2012年12月議会:上原ひでき 国の地方財政に対する認識について

2012年12月議会 一般質問

日本共産党伊丹市会議員団 上原秀樹

「1.高すぎる伊丹市国民健康保険税」はこちら

「2.中学校給食、公立幼稚園の今後のあり方」

3.国の地方財政に対する認識について

 報道によりますと、財務大臣の諮問機関「財政制度審議会」の財政制度分科会が、11月1日開催され、来年度予算編成を前にして、地方財政の分野では、地方自治体に給与削減を促すとともに、地方交付税を圧縮すべきだとの認識で一致したとのことです。

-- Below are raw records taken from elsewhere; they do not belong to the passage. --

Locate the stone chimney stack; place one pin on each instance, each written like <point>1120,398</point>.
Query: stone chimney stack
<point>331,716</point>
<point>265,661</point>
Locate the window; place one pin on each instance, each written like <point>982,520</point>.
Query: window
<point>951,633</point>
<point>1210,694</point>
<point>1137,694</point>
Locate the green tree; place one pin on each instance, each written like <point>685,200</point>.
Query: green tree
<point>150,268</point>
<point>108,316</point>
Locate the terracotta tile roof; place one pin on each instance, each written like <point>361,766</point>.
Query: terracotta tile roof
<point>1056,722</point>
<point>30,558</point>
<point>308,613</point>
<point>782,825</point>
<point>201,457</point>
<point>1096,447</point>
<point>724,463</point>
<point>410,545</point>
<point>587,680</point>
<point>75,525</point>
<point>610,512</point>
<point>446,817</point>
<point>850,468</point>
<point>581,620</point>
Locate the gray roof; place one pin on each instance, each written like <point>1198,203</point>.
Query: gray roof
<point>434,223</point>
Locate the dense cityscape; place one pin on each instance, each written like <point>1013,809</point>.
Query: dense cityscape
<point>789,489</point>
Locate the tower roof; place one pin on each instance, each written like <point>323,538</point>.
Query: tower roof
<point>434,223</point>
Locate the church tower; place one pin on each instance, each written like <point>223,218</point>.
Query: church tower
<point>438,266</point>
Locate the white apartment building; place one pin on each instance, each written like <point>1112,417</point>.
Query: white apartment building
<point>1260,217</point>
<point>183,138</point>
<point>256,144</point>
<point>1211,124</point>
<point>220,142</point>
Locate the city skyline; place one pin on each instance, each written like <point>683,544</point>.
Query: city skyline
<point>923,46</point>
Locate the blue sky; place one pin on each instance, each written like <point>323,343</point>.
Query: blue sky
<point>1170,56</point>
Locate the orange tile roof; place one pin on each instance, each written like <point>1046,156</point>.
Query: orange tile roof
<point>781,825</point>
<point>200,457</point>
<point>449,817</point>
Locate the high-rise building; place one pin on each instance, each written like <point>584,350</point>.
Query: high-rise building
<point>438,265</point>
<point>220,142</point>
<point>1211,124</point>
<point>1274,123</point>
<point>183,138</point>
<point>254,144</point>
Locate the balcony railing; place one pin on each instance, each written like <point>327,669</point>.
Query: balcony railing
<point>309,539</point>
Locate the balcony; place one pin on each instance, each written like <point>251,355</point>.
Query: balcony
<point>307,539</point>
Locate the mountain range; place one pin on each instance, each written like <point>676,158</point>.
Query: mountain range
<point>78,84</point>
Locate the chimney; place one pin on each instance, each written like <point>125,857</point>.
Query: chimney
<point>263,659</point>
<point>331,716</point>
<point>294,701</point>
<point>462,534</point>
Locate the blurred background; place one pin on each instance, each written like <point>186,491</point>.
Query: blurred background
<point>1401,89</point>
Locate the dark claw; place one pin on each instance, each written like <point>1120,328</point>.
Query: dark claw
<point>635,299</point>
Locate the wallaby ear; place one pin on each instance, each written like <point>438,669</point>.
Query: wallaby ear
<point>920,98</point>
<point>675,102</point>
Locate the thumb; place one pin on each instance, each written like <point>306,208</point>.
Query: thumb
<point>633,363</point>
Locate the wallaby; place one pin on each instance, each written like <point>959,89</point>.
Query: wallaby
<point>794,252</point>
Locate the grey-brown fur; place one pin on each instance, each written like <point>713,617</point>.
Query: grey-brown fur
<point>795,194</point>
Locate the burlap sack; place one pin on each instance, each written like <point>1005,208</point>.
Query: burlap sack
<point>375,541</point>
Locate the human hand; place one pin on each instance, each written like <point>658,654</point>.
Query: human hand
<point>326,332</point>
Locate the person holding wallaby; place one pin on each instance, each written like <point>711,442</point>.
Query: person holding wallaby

 その財務省主計局の資料を見ますと、驚くべき内容があります。たとえば、地方財政に対する認識として、「国は借金をしながら地方交付税を増やしている中、地方公共団体は貯金が増加している」「地方交付税の不足分は国と地方が借金により折半しているが、このことは地方の自律的な歳出抑制努力を促すという考え方。それを飛び越えて政策的に交付税を増額することは、地方が取り組んでいる自主的な歳出削減努力を妨げる恐れがある」「地方財政計画は、全国規模の地方財政の標準的な姿であり、その標準的な歳出は地方交付税によって財源確保する範囲・水準を実質的に画するもの。そもそも、財源不足の補填など国による財源保障自体が、地方の自立を妨げるとの問題がある」と。また給与関係では、「地方計画上、国家公務員の給与引き下げは給与関係経費には反映されていない」として、地方財政計画の上で公務員給与の引き下げを行い、そのことで全国的に1.2兆円の削減ができるとしています。

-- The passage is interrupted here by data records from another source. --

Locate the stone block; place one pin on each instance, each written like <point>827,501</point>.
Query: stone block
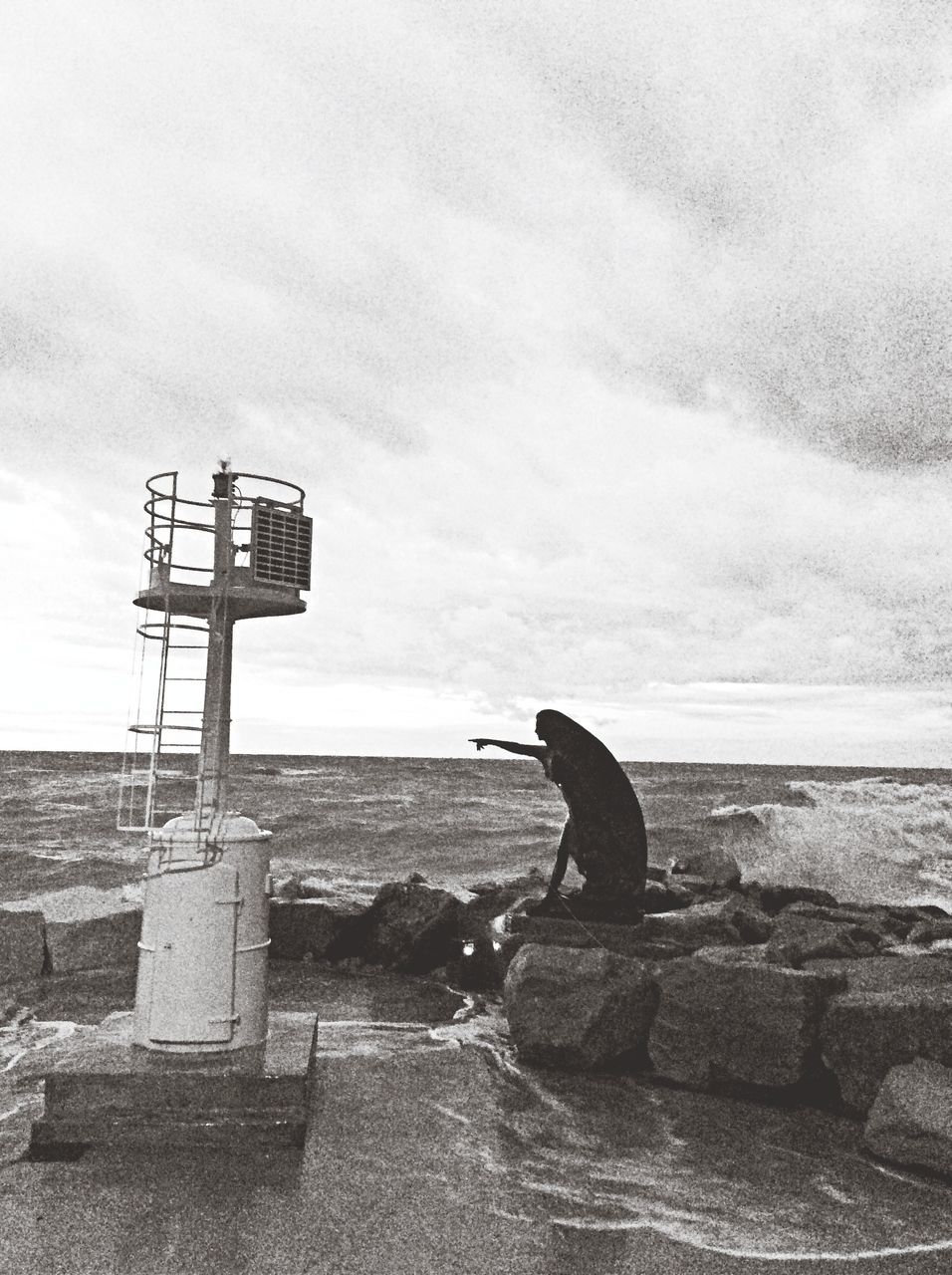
<point>865,1034</point>
<point>87,928</point>
<point>910,1121</point>
<point>22,950</point>
<point>578,1007</point>
<point>728,1015</point>
<point>304,928</point>
<point>811,937</point>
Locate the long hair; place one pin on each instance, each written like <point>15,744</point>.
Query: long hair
<point>599,795</point>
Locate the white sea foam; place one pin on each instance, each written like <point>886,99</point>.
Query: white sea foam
<point>863,839</point>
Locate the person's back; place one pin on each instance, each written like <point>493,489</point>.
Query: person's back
<point>610,847</point>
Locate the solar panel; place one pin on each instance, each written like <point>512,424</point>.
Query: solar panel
<point>281,546</point>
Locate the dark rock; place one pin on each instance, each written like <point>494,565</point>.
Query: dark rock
<point>730,920</point>
<point>873,919</point>
<point>87,928</point>
<point>714,864</point>
<point>409,927</point>
<point>22,948</point>
<point>775,897</point>
<point>887,973</point>
<point>578,1007</point>
<point>534,882</point>
<point>910,1123</point>
<point>812,937</point>
<point>729,1015</point>
<point>864,1034</point>
<point>584,906</point>
<point>929,931</point>
<point>302,928</point>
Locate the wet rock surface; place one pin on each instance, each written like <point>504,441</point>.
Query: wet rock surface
<point>87,928</point>
<point>22,945</point>
<point>732,1015</point>
<point>910,1121</point>
<point>409,925</point>
<point>864,1034</point>
<point>578,1007</point>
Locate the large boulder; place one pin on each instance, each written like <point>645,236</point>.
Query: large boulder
<point>306,928</point>
<point>864,1034</point>
<point>409,925</point>
<point>578,1007</point>
<point>87,928</point>
<point>910,1121</point>
<point>729,1015</point>
<point>21,945</point>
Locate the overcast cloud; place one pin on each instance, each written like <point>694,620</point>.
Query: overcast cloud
<point>610,345</point>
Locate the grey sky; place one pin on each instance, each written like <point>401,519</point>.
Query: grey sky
<point>610,343</point>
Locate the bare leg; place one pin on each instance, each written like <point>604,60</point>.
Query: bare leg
<point>566,847</point>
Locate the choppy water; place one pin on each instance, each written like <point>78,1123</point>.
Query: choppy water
<point>602,1154</point>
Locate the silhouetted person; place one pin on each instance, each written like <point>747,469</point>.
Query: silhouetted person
<point>605,830</point>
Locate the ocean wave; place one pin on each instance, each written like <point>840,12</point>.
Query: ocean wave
<point>866,839</point>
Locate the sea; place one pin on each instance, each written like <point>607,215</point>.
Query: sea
<point>606,1154</point>
<point>354,823</point>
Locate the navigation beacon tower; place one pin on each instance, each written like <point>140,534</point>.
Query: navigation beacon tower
<point>203,955</point>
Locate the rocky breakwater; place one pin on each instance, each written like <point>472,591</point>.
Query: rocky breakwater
<point>773,992</point>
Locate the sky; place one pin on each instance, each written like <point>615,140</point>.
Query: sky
<point>609,342</point>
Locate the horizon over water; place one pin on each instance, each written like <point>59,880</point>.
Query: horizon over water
<point>861,832</point>
<point>599,1152</point>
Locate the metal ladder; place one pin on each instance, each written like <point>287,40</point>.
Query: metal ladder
<point>158,779</point>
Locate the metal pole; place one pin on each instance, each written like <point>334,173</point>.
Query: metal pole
<point>215,720</point>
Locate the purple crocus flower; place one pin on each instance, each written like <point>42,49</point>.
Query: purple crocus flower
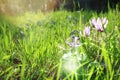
<point>104,22</point>
<point>87,31</point>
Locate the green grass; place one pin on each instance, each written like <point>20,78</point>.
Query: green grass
<point>32,46</point>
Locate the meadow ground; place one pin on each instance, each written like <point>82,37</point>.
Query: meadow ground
<point>38,46</point>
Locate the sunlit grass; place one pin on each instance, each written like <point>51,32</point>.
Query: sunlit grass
<point>32,47</point>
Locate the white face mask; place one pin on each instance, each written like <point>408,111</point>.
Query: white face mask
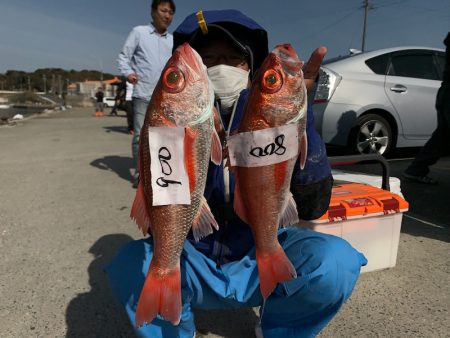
<point>227,83</point>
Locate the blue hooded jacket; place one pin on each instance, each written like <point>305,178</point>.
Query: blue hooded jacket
<point>234,238</point>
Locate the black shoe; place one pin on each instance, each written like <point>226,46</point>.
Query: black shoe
<point>135,181</point>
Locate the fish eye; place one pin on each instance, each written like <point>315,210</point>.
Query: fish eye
<point>271,81</point>
<point>173,80</point>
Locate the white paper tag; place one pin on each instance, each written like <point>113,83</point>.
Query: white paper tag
<point>263,147</point>
<point>170,182</point>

 しかし、これらの考え方は、憲法92条に規定される「地方自治の本旨」、団体自治そのものをないがしろにし、地方財政計画の縮減によって、真綿で首を絞めるがごとく、地方の自主性を損なうもので、「地方主権」というならそれ自体を否定するものです。そもそも地方交付税法では、地方交付税の交付の基準を設定することを通じて、地方行政の計画的な運営を保障することによって地方自治の本旨の実現に資すること、地方団体の独立性を強化することとされているところです。財務省の考え方はこの法の趣旨にも反します。

 また、地方財政計画の根拠は地方交付税法第7条にあり、その地方財政計画は、地方交付税という財源保障制度を運用するための位置づけがなされています。財務省はその地方財源そのものを減らすといっています。この間若干なりとも地方交付税が増額されたのは、不況による地方税の減少と国庫補助金をなくして一般財源化したことによるものであり、地方財源そのものが増えたわけではありません。むしろ2004年の小泉構造改革による三位一体改革で大幅に地方交付税を減らし、予算が組めない事態に追い込んだ水準と大差はありません。

 そこでお伺いします。

 一つは、財務省の地方財政に対する考え方に対してどう認識されるのでしょうか。

 二つには、消費税10%増税によって地方消費税も1.54%増額することが、「国と地方の協議の場」における合意とされていますが、先に見ました地方財政への財務省の認識から見ると、地方財政を抑制することで地方交付税を削減し、地方消費税分が措置されたとしても、全体の地方財政が変わらなくなる可能性もあるのではないかと危惧するものですが、これに対する見解を伺います。